Since the fundamental frequency and the open phase are given, it is possible to estimate the OQ.

Figure 11 illustrates the OQ measured from the reference EGG signal and the OQ estimated from the speech signal for the voiced segments uttered by the female speaker f4. In Figure 12, we draw the OQ estimation accuracy by computing the standard deviation of the error calculated between OQ measured from the EGG signal and OQ estimated from the real speech over each voiced segment. We effectively note a good coherence between the estimation from the speech signal and the reference from the EGG signal.

Figure 13 depicts the results of the OQ estimation from both the speech and the reference EGG signals for the frames contained in all the voiced segments corresponding to the speaker f4. Figure 14 shows the OQ accuracy over the whole frames.

Observing the OQ accuracy representation in Figures 12 and 14, we conclude that the OQ estimation is more precise when considering the mean OQ value over the voiced segments.

Gross deviation of the OQ estimation is caused by the errors of the open phase estimation happening when the opening peaks are doubled or imprecise.

The OQ estimation is unbiased in all cases. The error is much larger in Figures 13 and 14 than in Figures 11 and 12, showing that the GOI localisation from the speech signal is less accurate than from the EGG signal in the second case.

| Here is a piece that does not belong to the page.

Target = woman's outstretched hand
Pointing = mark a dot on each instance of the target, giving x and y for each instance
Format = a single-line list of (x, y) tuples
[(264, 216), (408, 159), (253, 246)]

4. Experiments and results

4.1. Data

To evaluate the performance of our algorithm for OQ estimation, we use the Keele University database. This database includes the acoustic speech signals and laryngograph signals (single speaker recording). Five adult female speakers (f_i ) and five adult male speakers (m_i ) with i ∈ {1,...,5} are recorded in low ambient noise conditions using a sound-proof room. Each utterance consists of the same phonetically balanced English text: "The North Wind Story." In each case, the acoustic and laryngograph signals are time-synchronised and share the same sampling rate value of 20 kHz [32]. The Keele database includes reference files containing a voiced/unvoiced segmentation and a pitch estimation of 25.6 ms segments with 10 ms overlapping. The reference files also mark uncertain pitch and voicing decisions. The database is open source and it available on [33].

4.2. Results

The Keele University database consists of running speech containing voiced, unvoiced and silence parts. Only voiced segments extracted from the database are handled by our algorithm.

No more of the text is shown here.